Traceability and provenance hasn’t gone away – if anything it is strengthening… so the message here is if you don’t have great traceability functionality – you are an accident waiting to happen. In the USA traceability has become a massive topic, partly driven by increasing & high profile fresh produce scares and recalls in recent years. But why has US ‘fresh produce’ suddenly become problematic? Well, the answer lies not in the fresh produce itself, but in the systems for measuring food related illnesses. After ‘911’ the US was understandably concerned about further terrorist attacks. One of the measures taken to detect a chemical attack was to increase the hospital reporting of food related illnesses, the result being an apparent increase in the incidence of food poisoning.
And if you want great traceability, you need a modern ERP system that will instantly ‘track backwards and forwards’ to identify problem batches and their destination, so that any subsequent ‘recall’ affects the smallest number of customers. Without it you could end up recalling an entire day, week, month’s worth of shipments just to be sure you had completely addressed the risk. ERP software with good traceability can save you a fortune!
Trading platforms are another area gaining ground – most Fresh ERP systems don’t address this, Affinitus does. You have tended and nurtured your precious ‘produce’ to the point of harvest and now you need to sell it for the best price. You need to make your existing customers aware of your product availability and current pricing, and you would like to attract interest of new buyers too.
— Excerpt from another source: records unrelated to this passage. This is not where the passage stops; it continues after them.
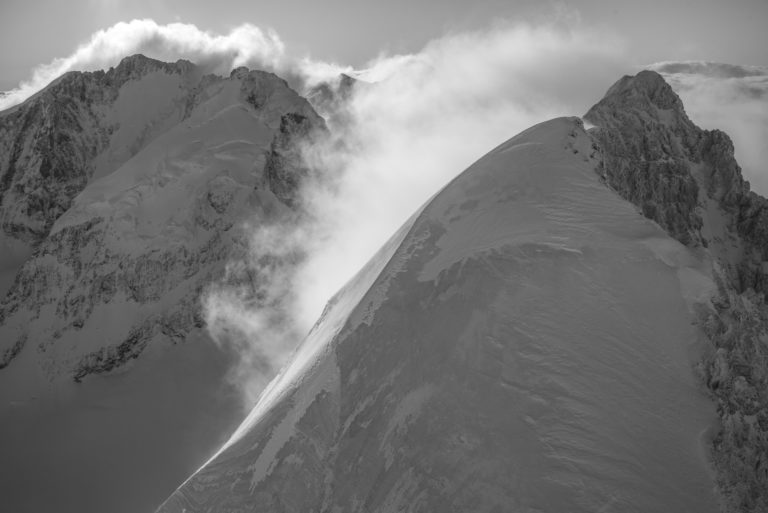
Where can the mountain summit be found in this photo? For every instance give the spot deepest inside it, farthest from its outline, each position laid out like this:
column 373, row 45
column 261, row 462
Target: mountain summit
column 123, row 196
column 575, row 323
column 528, row 342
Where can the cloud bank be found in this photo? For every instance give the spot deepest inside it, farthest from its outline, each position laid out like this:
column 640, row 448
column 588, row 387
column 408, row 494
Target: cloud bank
column 733, row 99
column 245, row 45
column 415, row 122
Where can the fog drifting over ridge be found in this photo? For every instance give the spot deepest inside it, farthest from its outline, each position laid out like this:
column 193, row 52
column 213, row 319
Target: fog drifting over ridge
column 421, row 119
column 732, row 98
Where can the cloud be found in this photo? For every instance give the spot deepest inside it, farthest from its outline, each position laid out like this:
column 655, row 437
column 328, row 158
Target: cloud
column 731, row 98
column 417, row 121
column 245, row 45
column 250, row 311
column 427, row 117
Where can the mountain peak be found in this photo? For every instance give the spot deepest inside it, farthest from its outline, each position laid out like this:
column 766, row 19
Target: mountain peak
column 646, row 91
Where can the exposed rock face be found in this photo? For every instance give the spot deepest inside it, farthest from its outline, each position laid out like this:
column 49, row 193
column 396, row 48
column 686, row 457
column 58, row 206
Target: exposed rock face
column 133, row 185
column 51, row 144
column 108, row 249
column 520, row 345
column 285, row 168
column 687, row 180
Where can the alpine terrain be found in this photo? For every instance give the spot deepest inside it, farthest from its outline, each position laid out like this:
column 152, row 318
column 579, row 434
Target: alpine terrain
column 575, row 323
column 123, row 196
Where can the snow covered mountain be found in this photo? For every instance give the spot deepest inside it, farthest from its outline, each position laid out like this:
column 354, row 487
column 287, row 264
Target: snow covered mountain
column 559, row 329
column 123, row 195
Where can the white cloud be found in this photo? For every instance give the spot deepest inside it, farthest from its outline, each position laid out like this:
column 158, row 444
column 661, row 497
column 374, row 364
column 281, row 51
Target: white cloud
column 427, row 117
column 733, row 99
column 245, row 45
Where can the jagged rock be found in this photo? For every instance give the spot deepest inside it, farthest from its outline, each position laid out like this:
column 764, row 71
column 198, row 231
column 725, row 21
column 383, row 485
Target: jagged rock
column 687, row 180
column 131, row 241
column 285, row 169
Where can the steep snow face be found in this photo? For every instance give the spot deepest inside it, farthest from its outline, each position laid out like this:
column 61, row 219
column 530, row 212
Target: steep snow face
column 83, row 125
column 528, row 346
column 103, row 345
column 688, row 181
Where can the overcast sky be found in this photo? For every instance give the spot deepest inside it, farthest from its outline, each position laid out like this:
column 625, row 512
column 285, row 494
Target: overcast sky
column 34, row 32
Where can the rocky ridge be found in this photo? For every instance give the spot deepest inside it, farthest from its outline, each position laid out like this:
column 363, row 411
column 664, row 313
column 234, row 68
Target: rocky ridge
column 142, row 241
column 688, row 181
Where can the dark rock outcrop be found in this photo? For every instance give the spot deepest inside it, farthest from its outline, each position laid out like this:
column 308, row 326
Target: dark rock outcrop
column 687, row 180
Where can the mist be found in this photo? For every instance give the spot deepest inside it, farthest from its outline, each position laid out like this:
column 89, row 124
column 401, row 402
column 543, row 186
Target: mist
column 409, row 125
column 731, row 98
What do you do? You print off your usual 24 page paper catalogue and you send it to all your existing customers, who then, if interested, have to phone your office to find today’s pricing and availability and then place an order over the phone which then has to be keyed manually into the ERP system.
Wouldn’t an online catalogue be better where the buyers can instantly see on their phone or laptop your current product availability with photographs and pricing (unique to them), and at the click of a button the order is placed and is automatically transferred into your ERP system?
What will you do with the staff you save as you no longer have to negotiate each order and manually key it into your ERP system. What about the benefit of ‘broadcasting’ promotional prices to ‘move’ slow moving stock? Sell more and reduce wastage.
Some forward-thinking ERP systems (like Affinitus) already have this, others will have to link to third party products.
Fresh ERP systems are adapting to the rapidly changing demands of the fresh produce sector, and with the ‘right’ ERP system at the heart of your business, you too can track and ride the changes.